The political tactic of playing up the soldiers on the battlefield while tearing down the reputations of veterans who oppose them could eventually cost the Republicans dearly. It may be one reason that a preponderance of the Iraq war veterans who have thus far decided to run for office are doing so as Democrats.


Oh, spare me.

I've read "Fields of Fire", and it was absolutely marvelous.

But Webb left the Republican reservation a long time ago, and the notion that he did so because of the GOP fighting back against the scurrilous lies of Kerry and Murtha is simply ridiculous.

Webb knows full well that the modern Democrat Party has done nothing but undermine the American fighting man, and certainly knows better than most how Kerry in particular betrayed his comrades during Vietnam.
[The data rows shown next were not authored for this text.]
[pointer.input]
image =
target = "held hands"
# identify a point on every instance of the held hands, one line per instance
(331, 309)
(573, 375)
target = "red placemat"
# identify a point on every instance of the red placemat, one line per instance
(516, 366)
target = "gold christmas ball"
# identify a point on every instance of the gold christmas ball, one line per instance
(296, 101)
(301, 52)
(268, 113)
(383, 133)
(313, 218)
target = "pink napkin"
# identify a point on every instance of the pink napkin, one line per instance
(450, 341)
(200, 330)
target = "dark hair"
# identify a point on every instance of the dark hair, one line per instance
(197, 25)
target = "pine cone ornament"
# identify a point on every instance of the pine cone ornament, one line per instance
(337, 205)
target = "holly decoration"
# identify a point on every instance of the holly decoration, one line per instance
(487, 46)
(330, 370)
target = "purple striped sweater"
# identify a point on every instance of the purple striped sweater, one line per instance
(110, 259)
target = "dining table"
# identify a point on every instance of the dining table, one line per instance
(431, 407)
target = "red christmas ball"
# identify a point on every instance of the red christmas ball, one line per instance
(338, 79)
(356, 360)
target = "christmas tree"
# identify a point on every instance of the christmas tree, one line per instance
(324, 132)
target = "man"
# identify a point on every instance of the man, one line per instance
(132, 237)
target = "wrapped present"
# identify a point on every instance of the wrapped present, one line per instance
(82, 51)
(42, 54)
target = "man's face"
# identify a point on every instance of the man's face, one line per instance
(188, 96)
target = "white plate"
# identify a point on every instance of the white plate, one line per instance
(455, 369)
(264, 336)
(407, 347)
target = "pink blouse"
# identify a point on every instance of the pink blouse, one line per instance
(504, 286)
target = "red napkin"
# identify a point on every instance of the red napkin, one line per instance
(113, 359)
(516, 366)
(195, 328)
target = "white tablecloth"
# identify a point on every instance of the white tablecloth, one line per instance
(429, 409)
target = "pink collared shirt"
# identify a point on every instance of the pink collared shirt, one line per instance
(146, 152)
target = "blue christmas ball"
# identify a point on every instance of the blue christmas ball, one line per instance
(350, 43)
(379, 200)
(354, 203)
If Webb cared about honor and integrity as much as he talked about it, I doubt he'd rush to the embrace of such dirtbags as make up his new party.

Webb's nose is bent out of joint because he has no juice within the GOP today---nobody listens to him. And, unlike his classmate Ollie North, he simply can't get over it.
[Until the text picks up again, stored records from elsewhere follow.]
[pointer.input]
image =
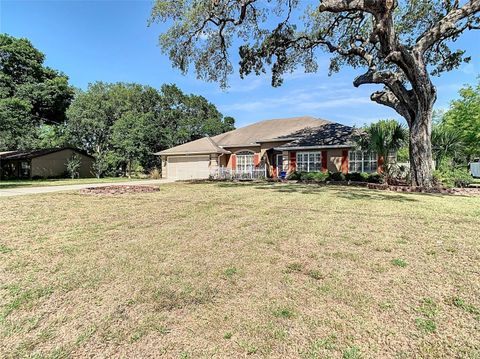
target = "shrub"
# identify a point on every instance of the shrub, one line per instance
(73, 165)
(458, 177)
(155, 174)
(336, 176)
(356, 177)
(294, 176)
(374, 178)
(314, 176)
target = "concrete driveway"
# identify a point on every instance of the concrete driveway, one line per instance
(21, 191)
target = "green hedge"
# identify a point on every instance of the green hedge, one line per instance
(335, 177)
(458, 177)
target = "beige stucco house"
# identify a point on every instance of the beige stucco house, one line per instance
(276, 147)
(45, 163)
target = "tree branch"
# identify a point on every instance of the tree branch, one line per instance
(391, 80)
(387, 98)
(447, 26)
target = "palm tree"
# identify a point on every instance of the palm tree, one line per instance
(384, 137)
(446, 142)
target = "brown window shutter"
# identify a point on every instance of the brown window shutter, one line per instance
(324, 161)
(345, 161)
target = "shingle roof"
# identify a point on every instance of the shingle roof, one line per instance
(267, 130)
(263, 131)
(201, 146)
(330, 134)
(20, 155)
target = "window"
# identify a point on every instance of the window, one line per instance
(25, 169)
(245, 161)
(362, 161)
(309, 162)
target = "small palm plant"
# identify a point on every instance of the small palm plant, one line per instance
(446, 143)
(384, 138)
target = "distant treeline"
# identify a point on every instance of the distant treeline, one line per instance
(120, 124)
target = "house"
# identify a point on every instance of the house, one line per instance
(273, 147)
(45, 163)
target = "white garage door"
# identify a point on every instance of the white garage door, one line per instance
(188, 167)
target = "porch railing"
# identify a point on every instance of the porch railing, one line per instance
(225, 173)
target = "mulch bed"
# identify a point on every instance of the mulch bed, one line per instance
(119, 189)
(441, 190)
(471, 191)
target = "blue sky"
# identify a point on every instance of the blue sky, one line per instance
(110, 41)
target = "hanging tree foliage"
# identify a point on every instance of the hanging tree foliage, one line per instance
(401, 44)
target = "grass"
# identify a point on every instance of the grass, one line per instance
(4, 184)
(230, 270)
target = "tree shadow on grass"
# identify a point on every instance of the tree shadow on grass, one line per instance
(350, 193)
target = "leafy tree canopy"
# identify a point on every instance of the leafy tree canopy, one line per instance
(120, 123)
(463, 117)
(31, 94)
(400, 44)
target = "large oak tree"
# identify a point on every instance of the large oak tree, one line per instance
(401, 44)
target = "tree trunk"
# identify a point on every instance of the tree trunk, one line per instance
(421, 160)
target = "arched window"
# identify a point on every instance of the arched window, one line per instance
(244, 161)
(362, 161)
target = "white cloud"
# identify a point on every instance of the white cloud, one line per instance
(303, 100)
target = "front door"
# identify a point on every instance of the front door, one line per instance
(279, 164)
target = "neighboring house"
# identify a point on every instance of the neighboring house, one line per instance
(272, 146)
(46, 163)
Before we go indicting the Republican leadership over their supposed insensitivity to the military, maybe we'd better look at the voting record of servicemen and women and ask why on Earth they're pulling the lever all the time for these alleged country clubbers so indifferent to their plight.

Webb and his coterie of ill-informed fellow-travellers might be better off talking to the rank-and-file than to the Clinton-holdover generals pissed to have to leave the Washington cocktail scene for the desert where the real war's being fought.

BTW, last I saw, McNamara was a Democrat far more hawkish than Webb's new party buddies ever will be.

1 Comments:

Blogger Vigilis said...

Nicely stated, Teflon. James H. Webb, Jr. is not only highly decorated, he carries Ronald Reagan's cachet, considered after Kerry's '04 failure to be a trump card.

His sellout to the Dems cannot be surprising after he earned his J.D. (1975) proving his ego-driven opportunism exceeded his convictions and overshadowed his erstwhile political stripe (George Allen is unfortunately also an attorney).

Virginians need a better choice, but that is entirely their decision.

Webb believes the war with Iraq created more terrorists than the Clinton laissez-faire policy. Absolute nonsense. Had Bin Laden merely allowed terrorist cells in the U.S. to grow undetected a few more years, the U.S. would have been economically crippled by a series of 9-11s. Then, we would have had no coalition. Webb is just another dangerous lawyer now, trying to infest the U.S. Senate.

Reagan would have castigated Webb for breaking his stern admonition that Republicans not criticize fellow Republicans.